Attachment to the U.S. Constitution means that the applicant actively supports and has deep faith in the principles of the Constitution. This requirement assesses an applicant’s mental attitude towards the United States, and is aimed to exclude those who do not belief in the government of the U.S. An applicant should also be willing to obey all laws and accept the form of democratic representation that exists. Membership in certain organizations (Communist Party, totalitarian organization) calls into question an applicant’s ability to establish attachment to the U.S. Constitution.

Practice Tip: The exception to membership in these groups is that the applicant’s involvement was involuntary. The applicant should provide a detailed statement about periods of membership, any offices held, and an explanation of why the membership was not voluntary.

7. Failure to Establish a Basic Understanding of English

An applicant must exhibit a basic understanding of English, including the ability to read and write, unless exempt due to age and length of residence, or due to a medically determinable disability or impairment.

8. Failure to Establish Knowledge of U.S. History and Government

Unless a person submits a medical disability waiver that is accepted by USCIS, he/she is required to verbally answer a set of questions regarding U.S. history and government. This can be conducted in a person’s native language if he/she is exempt from the English language requirement.

9. Failure to Establish Lack of Prosecution

This grounds of denial may be the most unfamiliar. This means that once an applicant submits his/her application, he/she can only withdraw it with permission from the Attorney General. Withdrawal is discussed below, but an applicant may choose not to “prosecute his/her application,” meaning he/she does not pursue the process (e.g. does not appear for scheduled appointments, does not submit further requested evidence, etc.). The Attorney General may choose to dismiss the application for lack of prosecution.

Withdrawing a Naturalization Application

If an applicant decides to withdraw his/her application, he/she must request the withdrawal in writing. A person may withdraw for if they do not feel prepared for the interview or if they are no longer eligible due to a criminal incident or failure to meet another requirement. If a person decides to withdraw, USCIS must inform the applicant that they are giving up the ability to act on the current application at any time in the future. This means that a person cannot change his/her mind about withdrawal and go forward with the application if the withdrawal was approved. It is at the discretion of the Attorney General whether to permit the withdrawal.
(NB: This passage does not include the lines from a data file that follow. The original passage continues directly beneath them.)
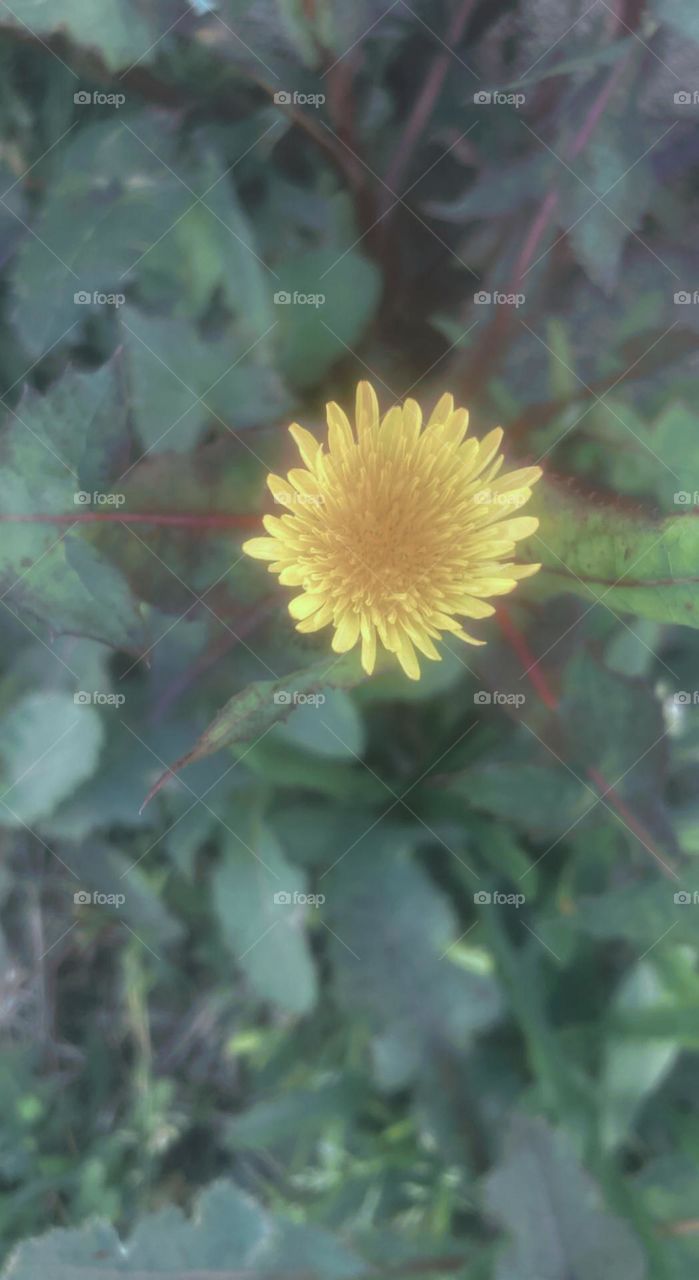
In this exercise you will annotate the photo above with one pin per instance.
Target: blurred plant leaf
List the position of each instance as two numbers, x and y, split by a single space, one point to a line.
255 891
553 1212
49 572
613 553
48 746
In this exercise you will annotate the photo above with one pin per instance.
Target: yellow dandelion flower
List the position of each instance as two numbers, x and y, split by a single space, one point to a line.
394 529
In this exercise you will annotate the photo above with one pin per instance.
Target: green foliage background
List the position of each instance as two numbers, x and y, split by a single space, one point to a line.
474 1051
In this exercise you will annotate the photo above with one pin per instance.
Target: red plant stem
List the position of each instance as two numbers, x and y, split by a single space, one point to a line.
97 517
426 97
538 679
485 351
519 644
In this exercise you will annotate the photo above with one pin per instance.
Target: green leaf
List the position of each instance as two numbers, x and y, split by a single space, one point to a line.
542 799
118 31
54 444
391 972
315 334
249 714
48 746
631 1068
679 14
228 1233
552 1210
182 384
616 554
333 728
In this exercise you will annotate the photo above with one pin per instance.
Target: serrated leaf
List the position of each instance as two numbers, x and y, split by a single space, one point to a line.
118 31
48 746
249 714
315 334
392 972
553 1212
49 574
610 552
255 897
  • If accepted, the applicant may submit a future application and the withdrawal will not give negative implications to the later application.
  • If the withdrawal is not accepted, the immigration officer will decide the application based on its merits (the information provided in the application).
  • Practice Tip: Attached is an example of a withdrawal letter and a response from USCIS accepting the applicant’s withdrawal. (The letter was written when immigration was still under the Department of Justice as INS).

Appealing a Denial

If an applicant’s naturalization application is denied after the interview, the applicant has the opportunity to appeal his/her decision if he/she believes that USCIS made the incorrect determination. The denial notice will contain information about where to file the appeal and whether the decision may be appealed. Generally, decisions made by USCIS may be appealed to the USCIS Administrative Appeals Office or the Board of Immigration Appeals (BIA), depending on the type of denial.

Appeals of an N-400 should be made on Form N-336, Request for a Hearing on a Decision in Naturalization Proceedings (uscis.gov/sites/default/files/files/form/n-336.pdf).

  • An appeal must be filed within 30 days of receiving the denial decision.
  • A copy of the denial must accompany the N-336.
    • The applicant may also submit documentation to support the request.
  • The fee is $650, but an applicant may submit a fee waiver using I-912.
  • The applicant will be scheduled for an interview within 180 days of submitting his/her request.